In un'epoca come l'attuale, in cui la politica non può prescindere da certe realtà, ed è costretta anzi ad orientarsi proprio sulla base dei problemi economici e di quelli militari, i comunisti internazionalisti non possono apparire che come degli utopisti, non si sa fino a qual punto innocui. I pochi che ne conoscono qualcuno, la pensano così; quanto al grosso pubblico, giustamente esso li ignora addirittura.

Forse per questa indifferenza che gli dimostra la massa, il partito comunista internazionalista ha pensato bene di non presentarsi alle elezioni politiche. A quanto pare, però, Bordiga sarebbe convinto lo stesso del grande avvenire del suo partito, tanto di avere in animo di fare stampare, appena il momento gli sembrerà favorevole ad una chiara presa di posizione, dei volantini che dovrebbero essere diffusi in tutta Italia.

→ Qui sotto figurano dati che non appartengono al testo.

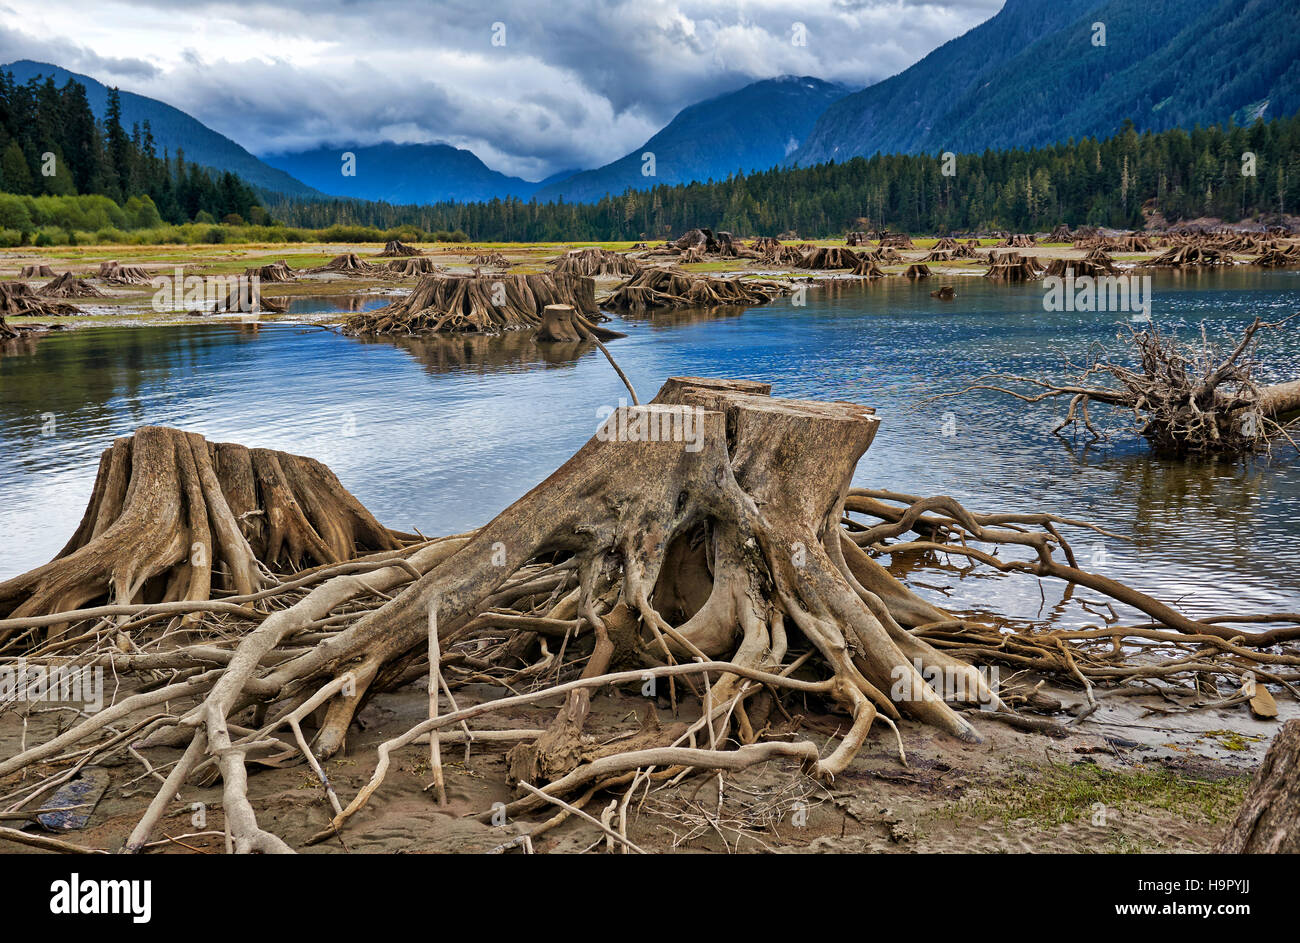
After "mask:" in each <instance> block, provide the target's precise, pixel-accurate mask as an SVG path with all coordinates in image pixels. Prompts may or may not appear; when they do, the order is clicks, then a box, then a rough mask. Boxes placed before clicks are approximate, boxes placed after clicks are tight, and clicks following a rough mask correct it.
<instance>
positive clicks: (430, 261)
mask: <svg viewBox="0 0 1300 943" xmlns="http://www.w3.org/2000/svg"><path fill="white" fill-rule="evenodd" d="M389 271H390V272H393V273H394V274H398V276H400V277H403V278H413V277H416V276H421V274H438V273H439V272H446V271H447V269H446V268H443V267H442V265H438V264H435V263H434V261H433V259H429V258H426V256H421V258H419V259H394V260H393V261H390V263H389Z"/></svg>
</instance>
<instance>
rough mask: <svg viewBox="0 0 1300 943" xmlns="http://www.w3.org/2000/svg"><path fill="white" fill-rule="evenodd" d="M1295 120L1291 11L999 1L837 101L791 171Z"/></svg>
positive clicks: (1213, 4)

Si tratta di volantini che, alla maniera dei tests americani, contengono dieci domande: se uno si sente di rispondere affermativamente a tutte, vuol dire che è maturo per la vera e grande rivoluzione comunista.

Gli italiani, però, hanno ben altro da pensare che non alle rivoluzioni e al sangue per le strade; il che ci consente di azzardarci a prevedere sin d'ora  quale sorte toccherà a questi volantini. Essi verranno scambiati per la reclame di qualche nuova autostazione o di qualche ristorante; la gente li appallottolerà , e li getterà via senza leggerli, o li rifiuterà decisamente. E i giovanotti incaricati di diffonderli dovranno finire col buttarli in qualche tombino, se vorranno tornare in sede a mani vuote, e dimostrare così di aver adempiuto coscienziosamente al loro compito di distributori e diffonditori del nuovo decalogo bordighiano.